The city of Las Terrenas is not necessarily a destination in itself, but a a great starting point for your day trips and beach excursions. Also worth mentioning, although we didn’t make it there, is the remote jungle waterfall Salto de Limon. You can hike or horseback there with a local guide, and swim at the base of the falls. Another waterfall to consider is Cascada Lulu, both are on the Samaná Peninsula, the latter being very close to the Tree House Village, mentioned above as an option to stay.

Where should we eat when we’re there?

Look for Dominican classics like tostones and mangu. Tostones are twice-fried plantains and mangu is a traditional dish made of boiled plantains, that are mashed with butter in the same water they’re boiled in. The dish is often topped with sautéed red onions that have been cooked in vinegar.

We were lucky to find Chez Arsenio, just steps away from our bungalow, in what I described earlier as the village of El Encuentro. It was so good we had dinner there nearly every night. Cabarete, the city next to El Encuentro Beach is really no beauty in my opinion, but the Fresh Fresh Restaurant was a real oasis inside an otherwise noisy town, and the food was delicious. I suggest you get the shrimp tacos, a falafel burger, poke bowl or the yucca fries.

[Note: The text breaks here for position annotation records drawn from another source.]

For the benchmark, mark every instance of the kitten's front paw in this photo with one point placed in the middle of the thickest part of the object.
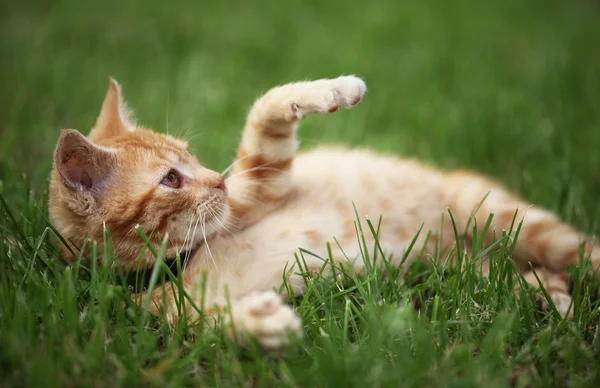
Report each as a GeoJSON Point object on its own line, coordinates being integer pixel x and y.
{"type": "Point", "coordinates": [265, 317]}
{"type": "Point", "coordinates": [349, 90]}
{"type": "Point", "coordinates": [325, 96]}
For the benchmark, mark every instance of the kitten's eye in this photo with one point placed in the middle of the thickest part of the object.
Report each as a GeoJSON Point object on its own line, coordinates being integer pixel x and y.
{"type": "Point", "coordinates": [172, 179]}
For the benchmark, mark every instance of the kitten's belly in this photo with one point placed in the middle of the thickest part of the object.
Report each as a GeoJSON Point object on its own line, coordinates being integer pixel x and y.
{"type": "Point", "coordinates": [322, 211]}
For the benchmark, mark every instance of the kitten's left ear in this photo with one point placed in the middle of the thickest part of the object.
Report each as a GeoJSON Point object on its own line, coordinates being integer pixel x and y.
{"type": "Point", "coordinates": [82, 164]}
{"type": "Point", "coordinates": [115, 117]}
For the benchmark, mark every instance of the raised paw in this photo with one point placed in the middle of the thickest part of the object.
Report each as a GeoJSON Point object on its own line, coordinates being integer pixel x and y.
{"type": "Point", "coordinates": [265, 317]}
{"type": "Point", "coordinates": [325, 96]}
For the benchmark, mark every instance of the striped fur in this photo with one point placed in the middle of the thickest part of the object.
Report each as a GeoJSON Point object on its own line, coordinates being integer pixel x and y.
{"type": "Point", "coordinates": [275, 201]}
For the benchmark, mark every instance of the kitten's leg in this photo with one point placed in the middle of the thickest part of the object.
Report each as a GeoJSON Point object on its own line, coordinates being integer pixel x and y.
{"type": "Point", "coordinates": [543, 240]}
{"type": "Point", "coordinates": [261, 174]}
{"type": "Point", "coordinates": [557, 286]}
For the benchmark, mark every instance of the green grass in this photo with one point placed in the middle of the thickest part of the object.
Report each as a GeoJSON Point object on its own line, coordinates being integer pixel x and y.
{"type": "Point", "coordinates": [510, 88]}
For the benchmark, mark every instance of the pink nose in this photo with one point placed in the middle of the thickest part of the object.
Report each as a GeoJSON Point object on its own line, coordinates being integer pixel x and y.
{"type": "Point", "coordinates": [216, 181]}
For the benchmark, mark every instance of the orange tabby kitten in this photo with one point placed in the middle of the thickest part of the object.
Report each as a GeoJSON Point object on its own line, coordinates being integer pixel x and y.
{"type": "Point", "coordinates": [244, 231]}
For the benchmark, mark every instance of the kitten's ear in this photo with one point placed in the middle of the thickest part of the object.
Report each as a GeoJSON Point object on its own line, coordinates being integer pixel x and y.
{"type": "Point", "coordinates": [115, 117]}
{"type": "Point", "coordinates": [80, 163]}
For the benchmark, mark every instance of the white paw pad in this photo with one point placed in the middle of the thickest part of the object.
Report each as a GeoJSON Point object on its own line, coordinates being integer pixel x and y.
{"type": "Point", "coordinates": [326, 96]}
{"type": "Point", "coordinates": [265, 317]}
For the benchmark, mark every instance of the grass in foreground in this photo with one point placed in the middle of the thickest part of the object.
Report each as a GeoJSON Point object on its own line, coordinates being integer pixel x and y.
{"type": "Point", "coordinates": [431, 325]}
{"type": "Point", "coordinates": [509, 88]}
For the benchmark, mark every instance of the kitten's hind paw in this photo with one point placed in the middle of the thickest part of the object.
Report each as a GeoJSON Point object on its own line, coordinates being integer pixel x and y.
{"type": "Point", "coordinates": [265, 317]}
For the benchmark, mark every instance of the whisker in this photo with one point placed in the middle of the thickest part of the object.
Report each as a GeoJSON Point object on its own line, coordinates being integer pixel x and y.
{"type": "Point", "coordinates": [203, 227]}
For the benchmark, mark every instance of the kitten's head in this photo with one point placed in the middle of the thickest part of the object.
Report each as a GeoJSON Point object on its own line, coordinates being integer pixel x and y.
{"type": "Point", "coordinates": [122, 177]}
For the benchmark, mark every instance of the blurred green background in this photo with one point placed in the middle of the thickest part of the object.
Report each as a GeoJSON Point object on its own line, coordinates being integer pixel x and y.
{"type": "Point", "coordinates": [508, 87]}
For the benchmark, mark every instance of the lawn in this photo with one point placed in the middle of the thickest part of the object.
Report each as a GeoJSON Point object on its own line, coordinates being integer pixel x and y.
{"type": "Point", "coordinates": [508, 88]}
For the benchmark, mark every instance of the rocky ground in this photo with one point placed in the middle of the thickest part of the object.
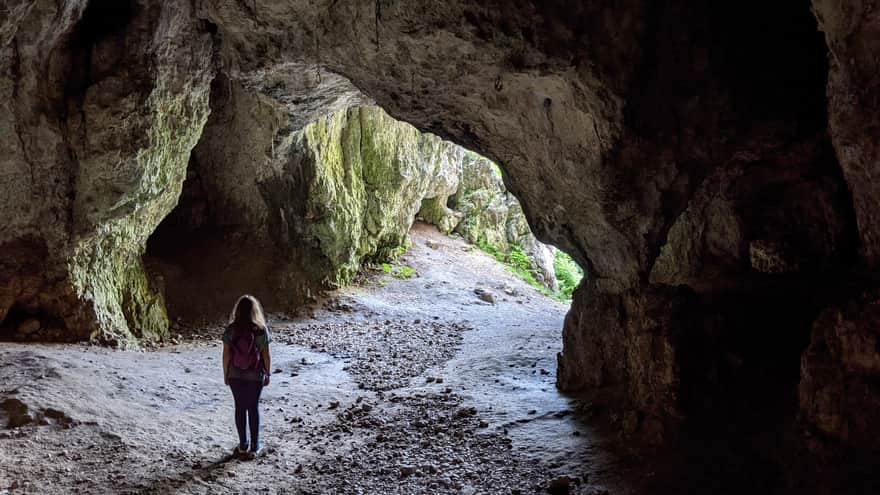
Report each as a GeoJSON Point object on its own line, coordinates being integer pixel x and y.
{"type": "Point", "coordinates": [439, 383]}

When in Las Terrenas we enjoyed dinner at El Mosquito. The restaurant sits inside a beautiful hotel by the same name; a spot by the way, I would absolutely consider staying. The place had a good vibe and you can surf right in front of the restaurant. We also discovered Playa Bonita on our last evening, and way too late in my opinion. It’s a beautiful beach walk with several bars and restaurants. Be sure to go during sunset.

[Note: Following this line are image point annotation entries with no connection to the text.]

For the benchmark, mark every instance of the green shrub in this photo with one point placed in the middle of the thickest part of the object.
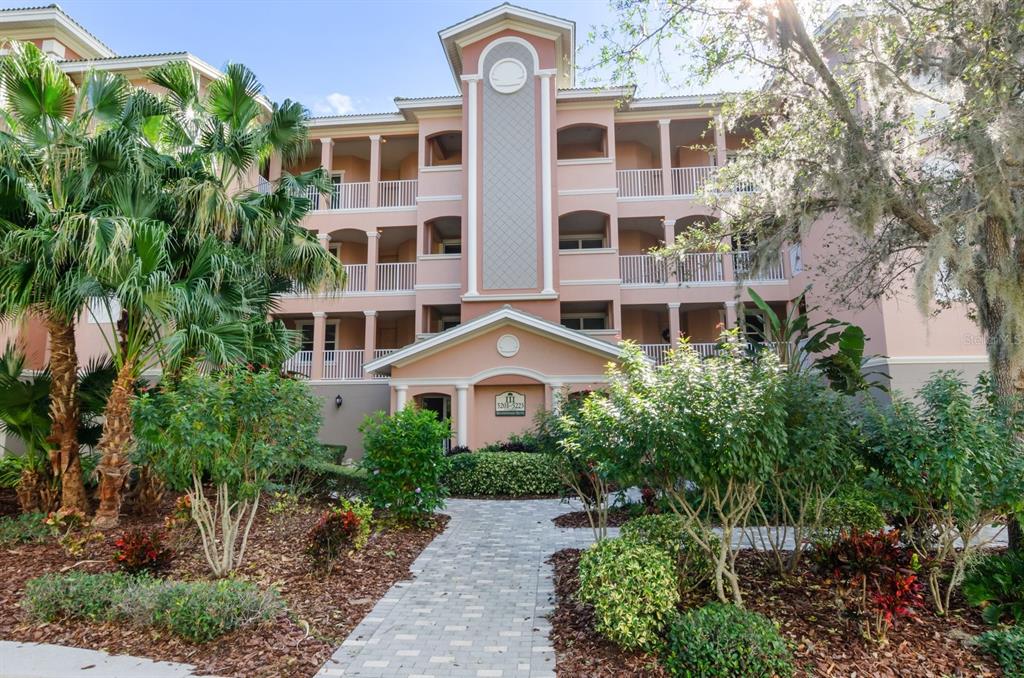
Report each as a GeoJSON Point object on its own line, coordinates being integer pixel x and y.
{"type": "Point", "coordinates": [502, 473]}
{"type": "Point", "coordinates": [850, 514]}
{"type": "Point", "coordinates": [404, 462]}
{"type": "Point", "coordinates": [632, 588]}
{"type": "Point", "coordinates": [995, 583]}
{"type": "Point", "coordinates": [198, 611]}
{"type": "Point", "coordinates": [665, 532]}
{"type": "Point", "coordinates": [1007, 645]}
{"type": "Point", "coordinates": [725, 640]}
{"type": "Point", "coordinates": [201, 611]}
{"type": "Point", "coordinates": [24, 528]}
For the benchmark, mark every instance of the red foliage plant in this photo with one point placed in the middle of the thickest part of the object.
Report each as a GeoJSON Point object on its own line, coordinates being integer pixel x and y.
{"type": "Point", "coordinates": [138, 551]}
{"type": "Point", "coordinates": [334, 531]}
{"type": "Point", "coordinates": [873, 576]}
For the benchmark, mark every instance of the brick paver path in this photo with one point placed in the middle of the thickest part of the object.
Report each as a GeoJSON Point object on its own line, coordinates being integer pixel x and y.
{"type": "Point", "coordinates": [477, 604]}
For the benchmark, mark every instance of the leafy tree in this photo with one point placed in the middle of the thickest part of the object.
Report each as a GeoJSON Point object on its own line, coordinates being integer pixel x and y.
{"type": "Point", "coordinates": [230, 428]}
{"type": "Point", "coordinates": [709, 433]}
{"type": "Point", "coordinates": [902, 118]}
{"type": "Point", "coordinates": [404, 462]}
{"type": "Point", "coordinates": [956, 468]}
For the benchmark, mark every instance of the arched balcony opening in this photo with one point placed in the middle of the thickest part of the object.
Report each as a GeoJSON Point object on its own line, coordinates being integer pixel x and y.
{"type": "Point", "coordinates": [583, 230]}
{"type": "Point", "coordinates": [443, 149]}
{"type": "Point", "coordinates": [583, 141]}
{"type": "Point", "coordinates": [442, 236]}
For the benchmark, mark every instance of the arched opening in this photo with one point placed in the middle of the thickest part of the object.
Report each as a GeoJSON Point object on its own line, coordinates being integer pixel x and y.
{"type": "Point", "coordinates": [583, 230]}
{"type": "Point", "coordinates": [349, 245]}
{"type": "Point", "coordinates": [442, 236]}
{"type": "Point", "coordinates": [443, 149]}
{"type": "Point", "coordinates": [582, 141]}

Rtip: Roam Guide contributors suggest El Cabito, a rustic cliff-side restaurant a little further out on the Samaná peninsula. Perhaps something to consider as an end to your day trip to Las Galeras. If you do, try the local seafood paella.


What should we take with us on the trip?

My universal weapon is the Arizona Swaddle from Cosy Little Baby. It is the perfect beach item to have along and use as blanket, towel or just to provide cooling shade. When we travel on long haul flights I love my JetKids BedBox. It combines 3 things in one product. It is a ride-on suitcase in hand luggage size, which offers a lot of storage space for toys and snacks. At the airport your child can sit and ride on it, which makes it much easier and faster to make your way through the airport with little ones. However the main feature I love is that a standard economy class seat can be turned into a child sized bed for sleeping. For a downloadable packing list for traveling with small children click here.


Tell us something we don't know?

The Dominican Republic is still fighting with its reputation as an unsafe country, particularly if you go off the beaten path. In our experience we never felt unsafe in any situation. That said, I think it’s crucial to organize your transfers well, ideally with a driver trusted by the hotel. Traffic and driving can be super crazy anyway so it’s in your best interest.

What you’d do differently next time?

Our friends, who were there at the same, added a stop in Punta Rucia, 2 hours east of Puerto Plata. They stayed at the Punta Rucia Lodge and they loved their stay! In retrospect, we were really jealous that we didn't invest in the 2 hours drive to see yet another spectacular untouched area of the Dominican. In some pictures it looks like the Maldives!